Our MA lines show significant variation both in the types of LOH events accumulated and in the rates. Studies involving homozygous deletion screen of non-essential genes in the BY diploid strain have identified several gene deletion backgrounds involving DNA repair, chromatin assembly, and kinetochore function with locus-specific effects on LOH associated with recombination and whole chromosome loss (Yuen et al., 2007; Andersen et al., 2008). A previous MA study also highlighted a difference in LOH accumulation in two different hybrids (S288c/YJM789 and RM11/S288c) showing a similar heterozygous level (Dutta et al., 2017; Pankajam et al., 2020). Conversely, another studyinvolving serial passages of two hybrids with different levels of heterozygosity showed no difference in the accumulation of LOH (James et al., 2019). Here, we decided to investigate many heterozygous hybrids with a wide variation in the levels of heterozygosity. The fraction of the genome under LOH varies considerably across the nine diploid hybrids studied. Gene conversions contribute toward 86% of the events (I-LOH) while mitotic CO and BIR make up the rest (T-LOH) (Ene et al., 2018). Whereas I-LOH events are more evenly distributed across the chromosomes, T-LOH events are enriched at the ends of chromosomes (Sui et al., 2020). LOH rate variation has also been observed in Cryptococcus sp. and Candida albicans in response to changing environments, such as high temperatures and the presence of antifungal drugs (Bouchonville et al., 2009; Li et al., 2012; Forche et al., 2018). In our MA lines, I-LOH events are over six times more frequent than the T-LOH events and differentially distributed along the chromosomes (Figure 1—figure supplement 2A–C). These differences may result from the initiation of DNA damage and repair mechanisms involved. Recombination and conversion hotspots are not conserved during meiotic DSB repair and the same may be true for mitotic DSB repair (Sui et al., 2020; Mancera et al., 2008). In addition, induction of mitotic DSBs is not synchronized and therefore, the recruitment of the repair machinery may also be spatially and temporally differentiated (Whelan et al., 2018; Vítor et al., 2020).

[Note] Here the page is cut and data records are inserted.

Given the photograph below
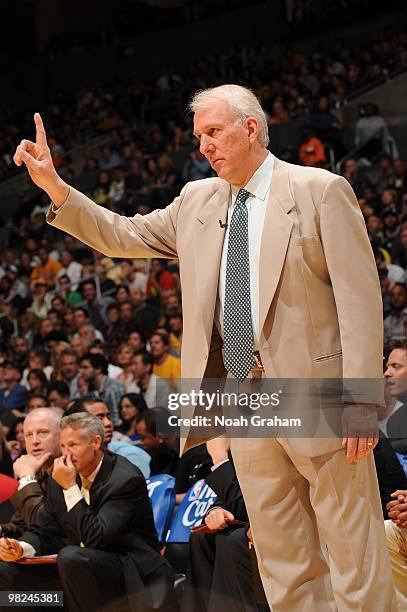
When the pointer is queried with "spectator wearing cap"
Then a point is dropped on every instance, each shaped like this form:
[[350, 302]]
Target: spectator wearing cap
[[394, 323], [71, 268], [48, 268], [18, 286], [391, 229], [154, 389], [13, 397], [94, 370], [58, 394]]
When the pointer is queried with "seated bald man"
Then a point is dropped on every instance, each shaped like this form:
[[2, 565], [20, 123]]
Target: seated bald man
[[41, 434], [98, 520]]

The frequency of short I-LOH events was higher in backgrounds with low ancestral spore fertility, that is, the H4, H5, H8, and H9 lines. Conversion events triggered by mismatch repair (MMR) can be short, often below 1 kb, as it can be the case in low spore fertility hybrids (Palmer et al., 2003). The MMR machinery stifles recombination between divergent sequences, preventing events such as chromosomal rearrangements, deleterious mutations, and thus leading to reproductive isolation (Petit et al., 1991; Myung et al., 2001). Genetic incompatibilities with the potential to pose reproductive barriers are widespread within species (Corbett-Detig et al., 2013). Disruptions in the MMR pathway can rescue hybrid sterility and have subsequently been shown to enhance LOH accumulation in both intra- and interspecific yeast hybrids during RTG (Greig, 2009; Hunter et al., 1996; Greig et al., 2002; Mozzachiodi, 2020). Regarding the T-LOH events, we observed a heterozygosity-dependent increase in the frequency of these events across the nine backgrounds. Heterozygosity can enhance recombination-mediated repair of DSB (Clikeman et al., 2001). Moreover, the levels of heterozygosity as well as variability of the distribution of polymorphisms along the genome significantly impact CO frequencies during Arabidopsis thaliana meiosis (Ziolkowski et al., 2015).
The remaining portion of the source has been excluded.